Los precios del oro cayeron un 2,6% el lunes, ya que el aumento de las tensiones entre EE.UU. e Irán impulsó al dólar y reforzó la preocupación por la inflación, manteniendo vivas las expectativas de tipos de interés más altos durante más tiempo.
"Las últimas noticias claramente no dieron al mercado la confianza de que todo va a ir bien y volvieron a plantear el espectro de los problemas de inflación, junto con señales bastante halcones (hawkish) para el mercado sobre los tipos de interés", dijo Bart Melek, jefe global de estrategia de materias primas de TD Securities.
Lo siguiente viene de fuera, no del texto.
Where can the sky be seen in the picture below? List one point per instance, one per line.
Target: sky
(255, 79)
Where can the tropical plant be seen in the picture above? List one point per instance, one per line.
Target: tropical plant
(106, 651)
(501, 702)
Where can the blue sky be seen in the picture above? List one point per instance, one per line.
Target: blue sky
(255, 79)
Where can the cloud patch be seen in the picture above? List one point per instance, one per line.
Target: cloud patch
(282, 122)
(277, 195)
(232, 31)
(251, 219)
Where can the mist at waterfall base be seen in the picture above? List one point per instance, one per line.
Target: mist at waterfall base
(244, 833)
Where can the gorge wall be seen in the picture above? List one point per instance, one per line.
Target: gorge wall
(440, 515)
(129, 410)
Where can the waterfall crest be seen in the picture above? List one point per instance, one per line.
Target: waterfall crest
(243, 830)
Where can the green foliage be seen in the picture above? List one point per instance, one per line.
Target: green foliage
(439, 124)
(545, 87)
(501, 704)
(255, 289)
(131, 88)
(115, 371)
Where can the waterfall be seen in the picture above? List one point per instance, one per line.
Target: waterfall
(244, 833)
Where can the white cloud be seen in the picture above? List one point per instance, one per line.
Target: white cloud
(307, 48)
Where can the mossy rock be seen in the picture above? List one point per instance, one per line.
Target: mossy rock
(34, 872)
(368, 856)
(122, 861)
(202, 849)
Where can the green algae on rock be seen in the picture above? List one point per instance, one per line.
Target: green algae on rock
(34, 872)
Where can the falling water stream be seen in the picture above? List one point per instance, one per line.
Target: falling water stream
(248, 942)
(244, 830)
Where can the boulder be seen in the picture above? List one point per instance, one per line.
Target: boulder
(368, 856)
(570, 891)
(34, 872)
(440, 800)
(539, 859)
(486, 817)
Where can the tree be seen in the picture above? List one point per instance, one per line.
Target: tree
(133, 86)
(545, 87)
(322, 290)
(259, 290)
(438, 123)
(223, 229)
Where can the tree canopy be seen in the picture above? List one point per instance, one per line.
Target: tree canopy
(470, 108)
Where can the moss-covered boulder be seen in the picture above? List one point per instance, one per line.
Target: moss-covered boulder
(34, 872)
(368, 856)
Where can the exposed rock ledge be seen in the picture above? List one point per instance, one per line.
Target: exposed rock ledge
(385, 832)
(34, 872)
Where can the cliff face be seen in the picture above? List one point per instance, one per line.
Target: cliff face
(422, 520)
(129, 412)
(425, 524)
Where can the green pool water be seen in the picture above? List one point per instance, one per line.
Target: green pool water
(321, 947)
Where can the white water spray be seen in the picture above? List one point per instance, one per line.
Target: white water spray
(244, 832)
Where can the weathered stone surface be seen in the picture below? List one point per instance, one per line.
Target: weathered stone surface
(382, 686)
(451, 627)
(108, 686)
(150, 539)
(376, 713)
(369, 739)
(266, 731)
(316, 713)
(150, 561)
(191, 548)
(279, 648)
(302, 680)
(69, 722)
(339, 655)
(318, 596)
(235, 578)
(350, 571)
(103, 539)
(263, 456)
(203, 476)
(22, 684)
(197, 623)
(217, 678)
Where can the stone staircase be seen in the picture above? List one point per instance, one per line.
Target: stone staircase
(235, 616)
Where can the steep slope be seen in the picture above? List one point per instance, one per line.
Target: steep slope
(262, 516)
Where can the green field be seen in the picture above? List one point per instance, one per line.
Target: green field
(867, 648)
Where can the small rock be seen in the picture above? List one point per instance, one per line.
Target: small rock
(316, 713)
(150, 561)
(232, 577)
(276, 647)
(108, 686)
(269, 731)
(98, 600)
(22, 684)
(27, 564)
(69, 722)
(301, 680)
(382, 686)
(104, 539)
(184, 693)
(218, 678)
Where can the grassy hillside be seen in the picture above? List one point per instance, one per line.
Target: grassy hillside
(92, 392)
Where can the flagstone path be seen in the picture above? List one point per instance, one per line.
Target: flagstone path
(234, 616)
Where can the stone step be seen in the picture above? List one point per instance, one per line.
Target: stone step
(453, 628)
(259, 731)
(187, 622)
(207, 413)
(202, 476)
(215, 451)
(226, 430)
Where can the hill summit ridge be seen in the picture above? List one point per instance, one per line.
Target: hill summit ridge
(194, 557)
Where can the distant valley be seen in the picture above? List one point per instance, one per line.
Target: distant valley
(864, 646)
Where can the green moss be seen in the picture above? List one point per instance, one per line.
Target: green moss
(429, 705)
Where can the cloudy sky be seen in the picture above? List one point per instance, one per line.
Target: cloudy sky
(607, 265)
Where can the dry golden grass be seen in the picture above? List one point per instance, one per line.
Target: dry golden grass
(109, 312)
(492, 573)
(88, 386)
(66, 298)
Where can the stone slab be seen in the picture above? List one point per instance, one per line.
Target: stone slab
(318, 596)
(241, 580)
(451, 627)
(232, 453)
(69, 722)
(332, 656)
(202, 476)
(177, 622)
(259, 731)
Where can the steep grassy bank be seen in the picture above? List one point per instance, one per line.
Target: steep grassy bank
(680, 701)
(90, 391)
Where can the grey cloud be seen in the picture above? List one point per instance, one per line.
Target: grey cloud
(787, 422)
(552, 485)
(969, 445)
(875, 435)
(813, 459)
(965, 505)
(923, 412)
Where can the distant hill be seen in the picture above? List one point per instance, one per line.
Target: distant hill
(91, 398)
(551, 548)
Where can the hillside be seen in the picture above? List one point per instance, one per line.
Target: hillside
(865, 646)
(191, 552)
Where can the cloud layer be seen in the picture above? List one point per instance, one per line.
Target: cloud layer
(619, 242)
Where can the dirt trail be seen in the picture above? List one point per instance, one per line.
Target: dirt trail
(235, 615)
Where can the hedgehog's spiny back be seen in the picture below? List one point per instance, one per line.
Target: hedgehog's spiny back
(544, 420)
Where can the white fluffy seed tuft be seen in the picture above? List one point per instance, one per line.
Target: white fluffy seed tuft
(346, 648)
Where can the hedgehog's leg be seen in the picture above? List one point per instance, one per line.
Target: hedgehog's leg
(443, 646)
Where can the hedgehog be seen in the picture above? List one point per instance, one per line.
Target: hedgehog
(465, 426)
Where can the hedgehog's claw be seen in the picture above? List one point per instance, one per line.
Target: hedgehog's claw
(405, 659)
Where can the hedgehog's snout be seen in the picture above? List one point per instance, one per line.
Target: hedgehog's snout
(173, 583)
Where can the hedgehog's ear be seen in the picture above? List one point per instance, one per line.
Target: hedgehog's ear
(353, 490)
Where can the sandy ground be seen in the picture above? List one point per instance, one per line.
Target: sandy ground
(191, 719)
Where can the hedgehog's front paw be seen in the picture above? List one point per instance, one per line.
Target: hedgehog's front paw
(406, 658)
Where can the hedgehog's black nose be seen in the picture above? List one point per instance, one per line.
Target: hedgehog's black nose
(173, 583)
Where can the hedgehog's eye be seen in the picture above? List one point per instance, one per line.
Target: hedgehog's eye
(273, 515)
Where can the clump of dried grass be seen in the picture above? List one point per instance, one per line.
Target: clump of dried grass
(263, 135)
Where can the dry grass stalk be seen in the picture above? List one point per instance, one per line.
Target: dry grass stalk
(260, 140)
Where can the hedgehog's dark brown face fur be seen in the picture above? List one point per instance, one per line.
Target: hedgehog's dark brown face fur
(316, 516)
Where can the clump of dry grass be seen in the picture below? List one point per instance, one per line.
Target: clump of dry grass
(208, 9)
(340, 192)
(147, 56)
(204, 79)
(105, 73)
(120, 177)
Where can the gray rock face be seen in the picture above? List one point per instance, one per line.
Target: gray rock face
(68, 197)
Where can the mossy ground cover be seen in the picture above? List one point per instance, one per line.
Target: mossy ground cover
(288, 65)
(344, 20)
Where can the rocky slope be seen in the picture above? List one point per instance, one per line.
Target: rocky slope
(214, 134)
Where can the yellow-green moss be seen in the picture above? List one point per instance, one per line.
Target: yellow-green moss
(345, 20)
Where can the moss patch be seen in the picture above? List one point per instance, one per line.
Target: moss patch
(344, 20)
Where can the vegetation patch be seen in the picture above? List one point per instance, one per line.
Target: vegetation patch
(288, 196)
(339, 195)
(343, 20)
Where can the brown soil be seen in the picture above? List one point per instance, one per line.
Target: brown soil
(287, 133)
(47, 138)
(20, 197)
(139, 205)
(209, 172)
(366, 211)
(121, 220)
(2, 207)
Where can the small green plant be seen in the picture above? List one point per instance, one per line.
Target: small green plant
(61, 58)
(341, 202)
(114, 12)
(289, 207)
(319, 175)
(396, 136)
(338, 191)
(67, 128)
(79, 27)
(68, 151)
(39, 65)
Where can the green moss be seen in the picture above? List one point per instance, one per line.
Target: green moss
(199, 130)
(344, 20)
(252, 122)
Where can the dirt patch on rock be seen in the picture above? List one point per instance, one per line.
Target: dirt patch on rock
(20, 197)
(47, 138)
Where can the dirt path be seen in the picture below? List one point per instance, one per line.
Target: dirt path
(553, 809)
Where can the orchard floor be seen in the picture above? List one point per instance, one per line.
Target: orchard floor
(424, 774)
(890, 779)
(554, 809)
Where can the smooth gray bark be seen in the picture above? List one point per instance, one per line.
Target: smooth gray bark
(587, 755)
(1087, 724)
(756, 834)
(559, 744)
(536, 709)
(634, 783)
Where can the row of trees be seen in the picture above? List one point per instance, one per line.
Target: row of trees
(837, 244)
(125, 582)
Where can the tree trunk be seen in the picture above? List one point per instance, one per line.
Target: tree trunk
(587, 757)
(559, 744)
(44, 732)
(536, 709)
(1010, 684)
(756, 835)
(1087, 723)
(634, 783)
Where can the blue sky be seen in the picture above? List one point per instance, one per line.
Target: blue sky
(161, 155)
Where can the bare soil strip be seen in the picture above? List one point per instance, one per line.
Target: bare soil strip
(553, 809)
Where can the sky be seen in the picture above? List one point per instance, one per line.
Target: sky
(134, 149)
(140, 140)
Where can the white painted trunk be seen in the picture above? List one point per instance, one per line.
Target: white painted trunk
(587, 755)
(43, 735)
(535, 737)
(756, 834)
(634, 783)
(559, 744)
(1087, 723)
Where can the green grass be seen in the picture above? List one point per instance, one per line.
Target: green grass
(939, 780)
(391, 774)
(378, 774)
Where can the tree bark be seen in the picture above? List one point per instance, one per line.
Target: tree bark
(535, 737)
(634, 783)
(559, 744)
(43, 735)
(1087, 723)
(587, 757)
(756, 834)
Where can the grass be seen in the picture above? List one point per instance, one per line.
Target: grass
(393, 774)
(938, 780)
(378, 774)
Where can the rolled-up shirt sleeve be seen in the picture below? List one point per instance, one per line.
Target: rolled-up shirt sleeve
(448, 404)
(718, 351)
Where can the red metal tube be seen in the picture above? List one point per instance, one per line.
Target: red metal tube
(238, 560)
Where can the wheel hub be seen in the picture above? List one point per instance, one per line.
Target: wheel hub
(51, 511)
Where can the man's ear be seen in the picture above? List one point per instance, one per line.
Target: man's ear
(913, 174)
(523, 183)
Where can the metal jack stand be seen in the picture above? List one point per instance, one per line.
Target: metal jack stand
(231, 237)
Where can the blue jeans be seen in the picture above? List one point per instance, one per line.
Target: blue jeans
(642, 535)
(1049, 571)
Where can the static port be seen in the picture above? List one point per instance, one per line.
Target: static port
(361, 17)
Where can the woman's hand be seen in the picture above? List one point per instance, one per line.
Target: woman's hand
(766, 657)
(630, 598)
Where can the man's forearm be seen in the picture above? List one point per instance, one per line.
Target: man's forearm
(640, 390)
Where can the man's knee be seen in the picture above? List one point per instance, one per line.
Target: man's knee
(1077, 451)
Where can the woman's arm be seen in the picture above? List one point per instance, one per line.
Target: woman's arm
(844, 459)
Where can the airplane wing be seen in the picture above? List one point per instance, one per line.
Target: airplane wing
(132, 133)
El oro al contado bajaba un 2,6% a 4.524,40 dólares la onza a las 16:15 ET, tras alcanzar el viernes un máximo de dos semanas de 4.760 dólares por las esperanzas de un acuerdo de paz. Los futuros del oro estadounidense para entrega en junio cerraron un 2,4% a la baja, en 4.533,30 dólares. El dólar estadounidense se reafirmó después de que Irán atacara varios barcos en el estrecho de Ormuz, y los precios del crudo Brent saltaron más de un 5%, intensificando los temores inflacionarios.
Aunque el oro sirve de cobertura contra la incertidumbre geopolítica, pierde atractivo en un entorno de tipos elevados al no ofrecer rendimiento. Barclays se unió a otras agencias de valores al apostar por que no habrá relajación de la política monetaria de la Reserva Federal de EE.UU. este año. Los inversores están ahora pendientes de las ofertas de empleo en EE.UU., del informe de empleo de ADP y del informe de nóminas de abril que se publicarán esta semana para obtener más señales.